Christos A. Chomenidis, Niki. Trad. du grec par Marie-Cécile Fauvin. Viviane Hamy, 464 p., 23 €


Derrière la figure d’Antonis Armaos, père de Niki, on reconnait Vassilis Nefeloudis (1906-2004), grand-père de l’écrivain et secrétaire du Comité central sous le tout-puissant Nikos Zachariadis, qui dirigea le Parti communiste grec de 1931 à 1956. Humour sarcastique, sens du rythme prodigieux, narration foisonnante et dynamique, tressage de l’individuel et du collectif sur fond d’héroïsme saccadé d’émotions… Christos A. Chomenidis applique une formule qui ne marche que trop bien, et l’on peut s’interroger sur la téléologie de cette écriture. Le livre s’arrête lorsque Niki, dont le nom signifie « victoire », après avoir toujours vécu au croisement du politique et de l’intime, choisit de se désolidariser du premier pour fuir dans le second – parfaite métaphore de la Grèce des années 1950.

Saga néo-hellénique, Niki montre des Grecs indomptables, que ni l’immigration, ni la guerre, ni la famine, ni les humiliations publiques ne savent réduire. Selon Costa-Gavras qui signe l’avant-propos, la Grèce de Niki s’inscrit à rebours de l’image d’un peuple « que le monde a l’habitude de ne voir ou de ne découvrir que dans ses beaux paysages » ; elle n’a de paysages qu’humains et fait entendre des hommes et des femmes qui luttent. Cette épopée familiale est centrée sur la trajectoire du père de Niki, Grec « d’ailleurs », réfugié d’Asie Mineure, dont l’identité trouve un écho dans le communisme grec, à la fois international et profondément patriotique.

Après avoir touché un peu à tout à Athènes, Armaos devient communiste par hasard et, à vingt-six ans, sans l’avoir véritablement cherché, il est catapulté député KKE en Attique.

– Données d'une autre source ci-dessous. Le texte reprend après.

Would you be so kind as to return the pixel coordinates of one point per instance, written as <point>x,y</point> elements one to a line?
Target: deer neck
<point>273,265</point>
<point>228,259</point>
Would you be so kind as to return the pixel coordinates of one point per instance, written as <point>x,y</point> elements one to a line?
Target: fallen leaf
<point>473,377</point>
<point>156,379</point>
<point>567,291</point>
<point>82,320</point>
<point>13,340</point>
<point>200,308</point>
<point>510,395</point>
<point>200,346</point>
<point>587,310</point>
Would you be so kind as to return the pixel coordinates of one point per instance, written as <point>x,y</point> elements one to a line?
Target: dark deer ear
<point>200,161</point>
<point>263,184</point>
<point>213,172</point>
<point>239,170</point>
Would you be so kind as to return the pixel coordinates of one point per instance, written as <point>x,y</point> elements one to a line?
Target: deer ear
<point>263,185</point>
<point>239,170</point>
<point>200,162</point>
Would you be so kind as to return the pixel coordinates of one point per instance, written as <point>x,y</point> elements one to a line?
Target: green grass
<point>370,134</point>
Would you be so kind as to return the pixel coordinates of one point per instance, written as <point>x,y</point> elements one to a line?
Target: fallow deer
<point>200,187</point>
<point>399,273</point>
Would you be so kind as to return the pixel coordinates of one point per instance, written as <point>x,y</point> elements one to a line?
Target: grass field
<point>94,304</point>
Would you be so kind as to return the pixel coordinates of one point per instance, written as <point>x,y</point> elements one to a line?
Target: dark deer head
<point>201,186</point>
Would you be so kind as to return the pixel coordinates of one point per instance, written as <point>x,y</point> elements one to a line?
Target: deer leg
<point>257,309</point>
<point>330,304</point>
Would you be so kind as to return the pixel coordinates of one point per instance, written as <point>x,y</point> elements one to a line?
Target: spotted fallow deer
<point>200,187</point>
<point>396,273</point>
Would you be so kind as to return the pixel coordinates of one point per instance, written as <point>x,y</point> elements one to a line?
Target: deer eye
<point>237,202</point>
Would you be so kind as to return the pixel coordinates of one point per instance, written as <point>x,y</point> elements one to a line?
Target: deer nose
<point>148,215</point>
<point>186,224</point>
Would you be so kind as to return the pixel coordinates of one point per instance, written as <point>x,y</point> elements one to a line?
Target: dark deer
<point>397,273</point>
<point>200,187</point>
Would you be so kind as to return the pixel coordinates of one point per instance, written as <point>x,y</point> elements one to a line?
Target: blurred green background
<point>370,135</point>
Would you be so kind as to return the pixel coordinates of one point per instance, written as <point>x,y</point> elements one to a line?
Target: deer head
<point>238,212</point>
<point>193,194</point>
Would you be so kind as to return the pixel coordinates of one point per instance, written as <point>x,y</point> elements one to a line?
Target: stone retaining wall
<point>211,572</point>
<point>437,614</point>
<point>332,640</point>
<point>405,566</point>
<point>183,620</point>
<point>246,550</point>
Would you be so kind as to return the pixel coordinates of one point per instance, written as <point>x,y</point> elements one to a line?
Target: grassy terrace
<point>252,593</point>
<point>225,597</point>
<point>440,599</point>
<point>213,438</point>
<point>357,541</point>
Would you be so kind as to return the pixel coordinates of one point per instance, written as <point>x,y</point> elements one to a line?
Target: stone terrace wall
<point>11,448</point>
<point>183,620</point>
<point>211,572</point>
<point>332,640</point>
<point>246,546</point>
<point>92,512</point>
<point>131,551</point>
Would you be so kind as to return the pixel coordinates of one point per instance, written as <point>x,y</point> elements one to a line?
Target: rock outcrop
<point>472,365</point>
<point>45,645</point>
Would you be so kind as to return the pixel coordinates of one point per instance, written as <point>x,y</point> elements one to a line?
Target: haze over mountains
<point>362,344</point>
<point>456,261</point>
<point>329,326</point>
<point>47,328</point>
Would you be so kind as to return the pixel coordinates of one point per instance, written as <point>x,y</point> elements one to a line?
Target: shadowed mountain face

Autour de lui se succèdent, en cercles concentriques, Niki et sa mère, la famille élargie, les membres du Parti, ainsi que d’autres figures de l’environnement politico-social grec. Cette imbrication en poupées russes constitue, en miniature, un tableau de l’histoire grecque. Les germes de la guerre civile sont présents au sein même de la famille, les deux beaux-frères d’Antonis se retrouvant au gouvernement sous l’occupation nazie.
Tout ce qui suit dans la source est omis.